Over the years, however, the river has cared little for the old record. In 1952, 1965, and 1969, the river rose above the 702-foot level, flooding the grounds and threatening to destroy or seriously damage millions of dollars’ worth of equipment inside the plant.

The flood of 1965 was the worst of all. On April 8, with the river rising three feet a day, the plant was shut down and workers began preparing for the flood. The office staff moved to temporary quarters at the St. Paul City Hall. Workers sandbagged building entrances, brought in cots and blankets, and set up a commissary in the laboratory on the second floor of the Administration Building.

On April 11, a crew of 41 men assembled at the plant. That night, the river inundated Warner and Childs roads, isolating the plant and crew. Although [they] had borrowed six boats from the Minneapolis Park Board and had rented an Army duck boat, the strong current of the swelling river and the continuous barrage of floating debris and chunks of ice made it too dangerous to transport the workers in and out of the plant. They were stranded for the next 12 days.

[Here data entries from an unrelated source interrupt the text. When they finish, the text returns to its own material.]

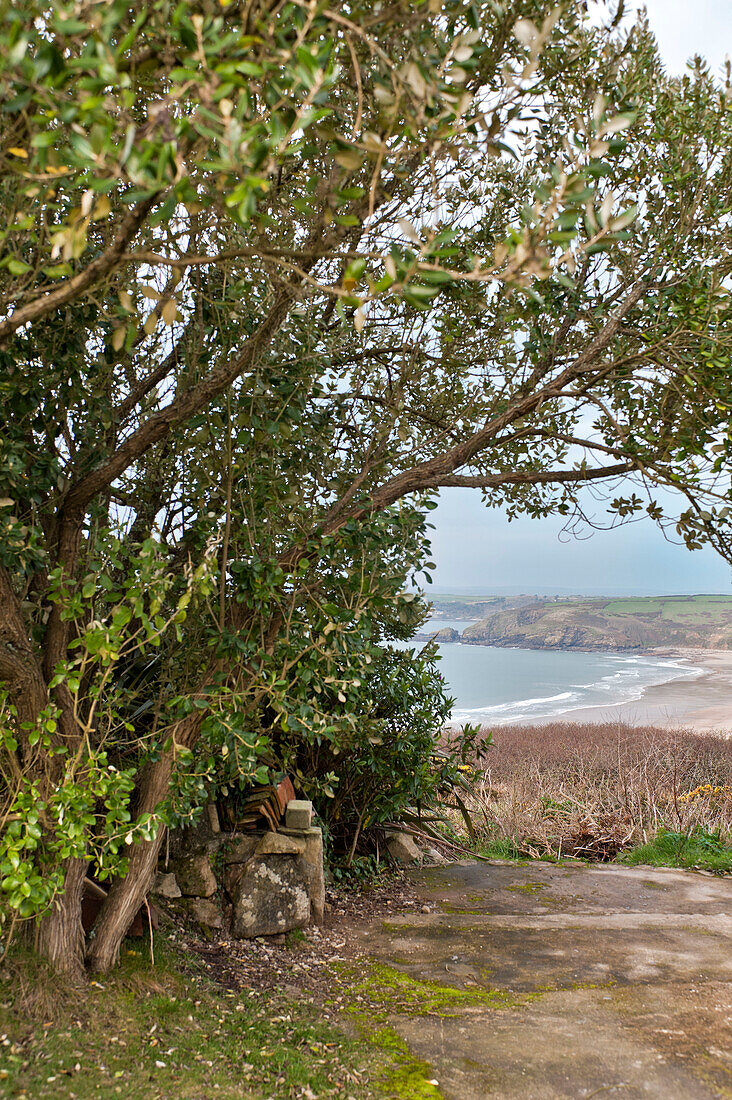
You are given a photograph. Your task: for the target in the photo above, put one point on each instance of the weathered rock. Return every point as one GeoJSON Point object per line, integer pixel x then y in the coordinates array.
{"type": "Point", "coordinates": [279, 844]}
{"type": "Point", "coordinates": [312, 843]}
{"type": "Point", "coordinates": [298, 814]}
{"type": "Point", "coordinates": [271, 897]}
{"type": "Point", "coordinates": [206, 912]}
{"type": "Point", "coordinates": [231, 875]}
{"type": "Point", "coordinates": [166, 886]}
{"type": "Point", "coordinates": [195, 876]}
{"type": "Point", "coordinates": [238, 849]}
{"type": "Point", "coordinates": [402, 848]}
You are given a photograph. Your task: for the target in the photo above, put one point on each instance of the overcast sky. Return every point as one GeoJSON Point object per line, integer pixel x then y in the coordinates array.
{"type": "Point", "coordinates": [474, 548]}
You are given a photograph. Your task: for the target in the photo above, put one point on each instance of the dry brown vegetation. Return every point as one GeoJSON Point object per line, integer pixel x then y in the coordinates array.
{"type": "Point", "coordinates": [592, 791]}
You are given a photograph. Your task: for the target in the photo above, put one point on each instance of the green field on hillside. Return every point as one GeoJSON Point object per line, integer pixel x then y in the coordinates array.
{"type": "Point", "coordinates": [702, 608]}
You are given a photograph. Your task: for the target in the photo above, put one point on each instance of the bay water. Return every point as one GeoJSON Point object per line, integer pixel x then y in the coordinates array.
{"type": "Point", "coordinates": [498, 685]}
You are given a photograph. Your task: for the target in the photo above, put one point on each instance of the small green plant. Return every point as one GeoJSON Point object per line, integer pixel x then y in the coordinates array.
{"type": "Point", "coordinates": [708, 850]}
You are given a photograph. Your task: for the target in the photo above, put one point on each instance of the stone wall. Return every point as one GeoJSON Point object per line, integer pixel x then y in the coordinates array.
{"type": "Point", "coordinates": [250, 883]}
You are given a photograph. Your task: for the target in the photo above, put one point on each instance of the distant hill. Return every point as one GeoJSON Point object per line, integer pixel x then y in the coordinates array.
{"type": "Point", "coordinates": [638, 623]}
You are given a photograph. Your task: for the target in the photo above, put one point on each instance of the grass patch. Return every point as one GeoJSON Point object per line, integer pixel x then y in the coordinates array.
{"type": "Point", "coordinates": [593, 792]}
{"type": "Point", "coordinates": [167, 1032]}
{"type": "Point", "coordinates": [707, 850]}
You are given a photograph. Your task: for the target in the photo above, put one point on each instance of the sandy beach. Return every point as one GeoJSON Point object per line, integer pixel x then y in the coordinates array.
{"type": "Point", "coordinates": [703, 703]}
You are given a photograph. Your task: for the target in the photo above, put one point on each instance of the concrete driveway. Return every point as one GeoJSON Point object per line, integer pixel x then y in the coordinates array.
{"type": "Point", "coordinates": [539, 981]}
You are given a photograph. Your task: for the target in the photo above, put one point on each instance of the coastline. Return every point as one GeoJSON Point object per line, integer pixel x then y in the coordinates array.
{"type": "Point", "coordinates": [702, 704]}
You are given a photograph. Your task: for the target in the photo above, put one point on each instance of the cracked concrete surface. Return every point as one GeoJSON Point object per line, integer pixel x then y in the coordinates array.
{"type": "Point", "coordinates": [619, 980]}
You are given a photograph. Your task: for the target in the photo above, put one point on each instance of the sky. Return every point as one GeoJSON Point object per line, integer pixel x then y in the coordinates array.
{"type": "Point", "coordinates": [477, 549]}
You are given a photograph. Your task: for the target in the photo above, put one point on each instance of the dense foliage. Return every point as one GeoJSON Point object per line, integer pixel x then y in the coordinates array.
{"type": "Point", "coordinates": [272, 276]}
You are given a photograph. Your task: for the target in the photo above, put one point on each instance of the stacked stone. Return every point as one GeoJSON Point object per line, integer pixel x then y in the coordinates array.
{"type": "Point", "coordinates": [263, 884]}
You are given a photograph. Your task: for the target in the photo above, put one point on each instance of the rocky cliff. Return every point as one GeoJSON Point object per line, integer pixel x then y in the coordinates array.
{"type": "Point", "coordinates": [605, 625]}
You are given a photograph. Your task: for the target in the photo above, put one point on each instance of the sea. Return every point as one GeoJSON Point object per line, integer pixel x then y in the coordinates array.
{"type": "Point", "coordinates": [499, 685]}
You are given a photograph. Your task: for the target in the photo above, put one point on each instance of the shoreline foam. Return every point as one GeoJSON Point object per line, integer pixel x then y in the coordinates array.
{"type": "Point", "coordinates": [702, 703]}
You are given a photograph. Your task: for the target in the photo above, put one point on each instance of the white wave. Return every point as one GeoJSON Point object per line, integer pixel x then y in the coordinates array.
{"type": "Point", "coordinates": [626, 685]}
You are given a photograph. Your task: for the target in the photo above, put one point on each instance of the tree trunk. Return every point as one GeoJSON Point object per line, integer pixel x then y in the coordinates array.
{"type": "Point", "coordinates": [121, 905]}
{"type": "Point", "coordinates": [128, 894]}
{"type": "Point", "coordinates": [59, 932]}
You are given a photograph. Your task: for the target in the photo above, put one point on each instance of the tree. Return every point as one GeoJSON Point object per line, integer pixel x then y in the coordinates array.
{"type": "Point", "coordinates": [273, 275]}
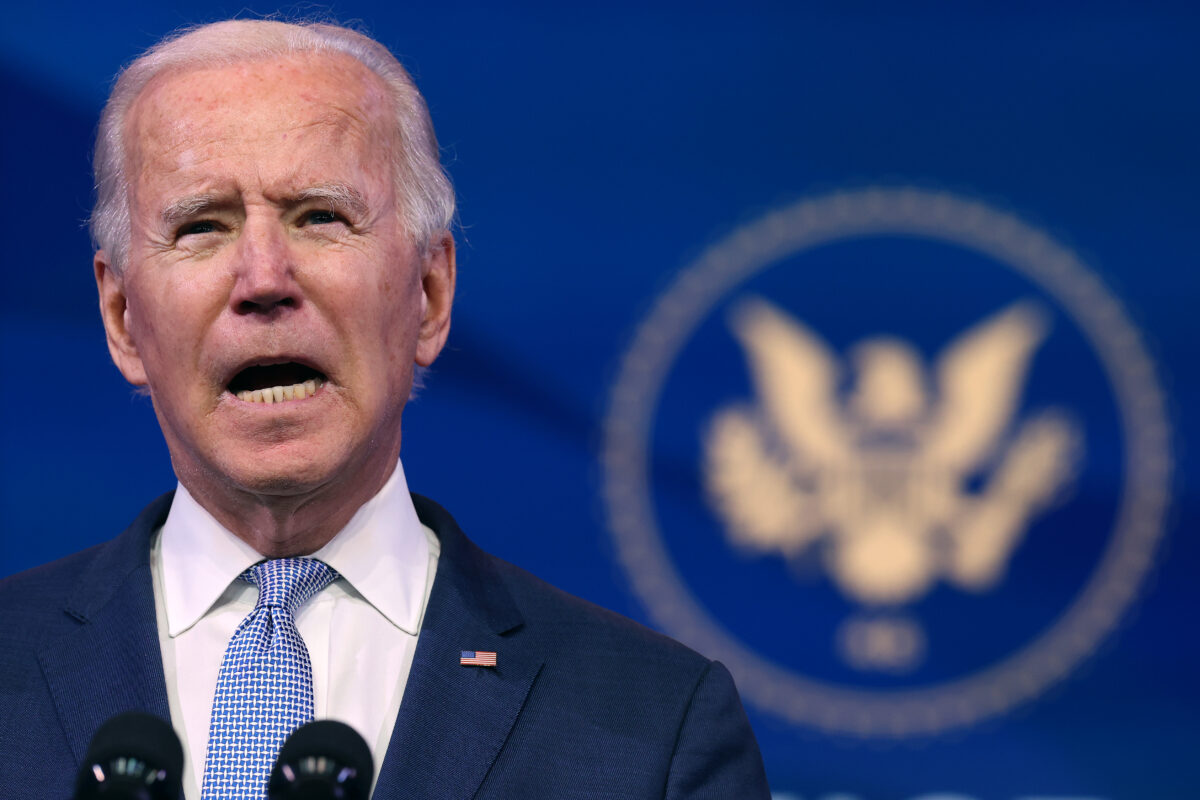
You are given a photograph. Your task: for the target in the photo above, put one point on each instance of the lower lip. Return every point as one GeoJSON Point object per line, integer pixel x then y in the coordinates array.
{"type": "Point", "coordinates": [279, 403]}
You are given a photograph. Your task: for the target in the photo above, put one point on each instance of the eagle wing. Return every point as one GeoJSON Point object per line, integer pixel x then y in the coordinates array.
{"type": "Point", "coordinates": [759, 498]}
{"type": "Point", "coordinates": [797, 378]}
{"type": "Point", "coordinates": [981, 378]}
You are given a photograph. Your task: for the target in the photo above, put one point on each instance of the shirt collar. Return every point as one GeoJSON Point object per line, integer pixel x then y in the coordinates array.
{"type": "Point", "coordinates": [383, 553]}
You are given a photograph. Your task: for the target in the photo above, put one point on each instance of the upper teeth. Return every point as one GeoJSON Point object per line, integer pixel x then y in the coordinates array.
{"type": "Point", "coordinates": [280, 394]}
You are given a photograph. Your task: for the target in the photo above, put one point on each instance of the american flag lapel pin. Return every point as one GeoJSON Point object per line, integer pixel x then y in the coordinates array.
{"type": "Point", "coordinates": [478, 659]}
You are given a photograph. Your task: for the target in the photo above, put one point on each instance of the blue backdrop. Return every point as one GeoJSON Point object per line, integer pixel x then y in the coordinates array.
{"type": "Point", "coordinates": [643, 190]}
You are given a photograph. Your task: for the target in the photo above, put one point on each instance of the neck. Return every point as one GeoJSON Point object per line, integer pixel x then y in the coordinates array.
{"type": "Point", "coordinates": [282, 525]}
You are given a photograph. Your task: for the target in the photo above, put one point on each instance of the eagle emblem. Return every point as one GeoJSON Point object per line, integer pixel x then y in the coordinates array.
{"type": "Point", "coordinates": [899, 475]}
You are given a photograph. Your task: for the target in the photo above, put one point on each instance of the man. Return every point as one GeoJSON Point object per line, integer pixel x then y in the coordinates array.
{"type": "Point", "coordinates": [274, 260]}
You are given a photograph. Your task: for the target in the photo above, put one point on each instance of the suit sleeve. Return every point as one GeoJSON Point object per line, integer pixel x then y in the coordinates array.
{"type": "Point", "coordinates": [717, 756]}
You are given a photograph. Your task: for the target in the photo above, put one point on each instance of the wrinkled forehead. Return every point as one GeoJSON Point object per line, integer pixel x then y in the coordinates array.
{"type": "Point", "coordinates": [186, 108]}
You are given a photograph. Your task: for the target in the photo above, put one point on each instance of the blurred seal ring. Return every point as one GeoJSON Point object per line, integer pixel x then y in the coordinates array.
{"type": "Point", "coordinates": [937, 216]}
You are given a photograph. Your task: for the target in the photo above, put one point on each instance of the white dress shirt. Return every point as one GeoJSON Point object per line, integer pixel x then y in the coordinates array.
{"type": "Point", "coordinates": [360, 631]}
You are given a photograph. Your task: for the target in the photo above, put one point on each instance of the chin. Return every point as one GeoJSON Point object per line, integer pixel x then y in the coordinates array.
{"type": "Point", "coordinates": [283, 471]}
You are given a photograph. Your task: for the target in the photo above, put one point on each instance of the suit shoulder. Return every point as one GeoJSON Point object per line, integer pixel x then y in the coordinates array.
{"type": "Point", "coordinates": [47, 585]}
{"type": "Point", "coordinates": [569, 621]}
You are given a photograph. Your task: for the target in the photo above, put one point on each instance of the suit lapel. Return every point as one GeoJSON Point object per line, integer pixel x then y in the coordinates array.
{"type": "Point", "coordinates": [454, 720]}
{"type": "Point", "coordinates": [111, 662]}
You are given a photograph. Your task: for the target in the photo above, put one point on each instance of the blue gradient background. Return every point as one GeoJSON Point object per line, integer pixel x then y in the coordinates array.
{"type": "Point", "coordinates": [597, 151]}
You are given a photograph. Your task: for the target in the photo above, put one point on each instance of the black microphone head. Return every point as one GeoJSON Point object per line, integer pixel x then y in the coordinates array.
{"type": "Point", "coordinates": [324, 759]}
{"type": "Point", "coordinates": [133, 756]}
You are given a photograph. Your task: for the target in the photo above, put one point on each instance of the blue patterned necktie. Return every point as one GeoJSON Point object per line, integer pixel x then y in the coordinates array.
{"type": "Point", "coordinates": [264, 687]}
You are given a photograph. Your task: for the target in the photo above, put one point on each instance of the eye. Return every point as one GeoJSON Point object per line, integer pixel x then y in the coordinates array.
{"type": "Point", "coordinates": [321, 217]}
{"type": "Point", "coordinates": [196, 228]}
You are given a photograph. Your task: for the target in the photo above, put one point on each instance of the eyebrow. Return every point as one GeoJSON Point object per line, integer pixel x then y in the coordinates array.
{"type": "Point", "coordinates": [336, 196]}
{"type": "Point", "coordinates": [186, 208]}
{"type": "Point", "coordinates": [339, 196]}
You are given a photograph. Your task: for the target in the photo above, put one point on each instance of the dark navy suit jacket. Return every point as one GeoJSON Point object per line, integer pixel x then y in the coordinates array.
{"type": "Point", "coordinates": [583, 703]}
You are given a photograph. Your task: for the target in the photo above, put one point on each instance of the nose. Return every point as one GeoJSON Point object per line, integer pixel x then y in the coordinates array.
{"type": "Point", "coordinates": [264, 271]}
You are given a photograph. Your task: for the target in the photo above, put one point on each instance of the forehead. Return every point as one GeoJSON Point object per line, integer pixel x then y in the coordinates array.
{"type": "Point", "coordinates": [190, 114]}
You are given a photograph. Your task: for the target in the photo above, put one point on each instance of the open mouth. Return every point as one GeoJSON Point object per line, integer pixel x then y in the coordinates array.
{"type": "Point", "coordinates": [276, 383]}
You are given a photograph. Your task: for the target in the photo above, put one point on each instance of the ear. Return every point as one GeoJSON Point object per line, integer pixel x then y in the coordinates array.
{"type": "Point", "coordinates": [437, 295]}
{"type": "Point", "coordinates": [114, 310]}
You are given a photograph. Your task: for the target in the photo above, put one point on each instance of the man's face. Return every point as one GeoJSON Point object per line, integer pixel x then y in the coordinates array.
{"type": "Point", "coordinates": [268, 251]}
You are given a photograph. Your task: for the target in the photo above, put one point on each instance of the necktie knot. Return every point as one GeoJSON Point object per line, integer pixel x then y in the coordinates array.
{"type": "Point", "coordinates": [288, 583]}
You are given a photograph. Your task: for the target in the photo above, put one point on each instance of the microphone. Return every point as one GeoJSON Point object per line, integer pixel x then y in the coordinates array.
{"type": "Point", "coordinates": [133, 756]}
{"type": "Point", "coordinates": [324, 759]}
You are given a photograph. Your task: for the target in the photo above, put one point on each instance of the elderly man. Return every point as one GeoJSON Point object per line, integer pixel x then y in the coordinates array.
{"type": "Point", "coordinates": [274, 262]}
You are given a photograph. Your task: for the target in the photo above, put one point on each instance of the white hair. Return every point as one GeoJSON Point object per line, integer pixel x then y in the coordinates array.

Just before midnight on April 12, the flood waters burst through and over the dike, and the crew scrambled to save the plant. On April 13, water forced its way through the screen and grit chambers and seeped into the tunnel system. Workers sealed the breach with plywood and sandbags. Later that day, the water pressure from the flood blew out the urinals in the Administration Building basement. Again, the crew managed to seal the leak.

On the 14th, at three in the morning, water exploded through the air intake duct in a boiler room. Two scuba divers (employed by a contractor working on a construction project at the plant) stemmed the flow — estimated at 1,000 gallons per minute — by sealing it with a large insultation blanket and assorted boards and timbers.

Although the water kept finding new ways into the buildings, the crew was able to protect most of the equipment by plugging leaks as they sprang and by continuously pumping the water back into the river. On April 16, the river crested at 708.5 feet above sea level; on the 18th, the flood waters began to recede. When the flood subsided, workers discovered that, while the plant had suffered little structural damage, silt had filled the settling tanks and rendered them inoperable. On May 9, after three weeks of clean-up, the plant began operating again.

In 1975, the Metropolitan Waste Control Commission completed construction of the final phase of flood protection projects. The plant is now surrounded by an earthen dike and concrete floodwall that rises to 716 feet above sea level — nearly eight feet higher than the high water mark of 1965. An effluent pumping station, finished in 1977, makes it possible for the Metro Plant to treat sewage even during the annual spring flood — unless the mighty Mississippi opts for a new record.

“50 Years: Treating the Mississippi Right” was published in 1988 by the Metropolitan Waste Control
Commission on the 50th anniversary of the opening of the Metropolitan Wastewater Treatment Plant.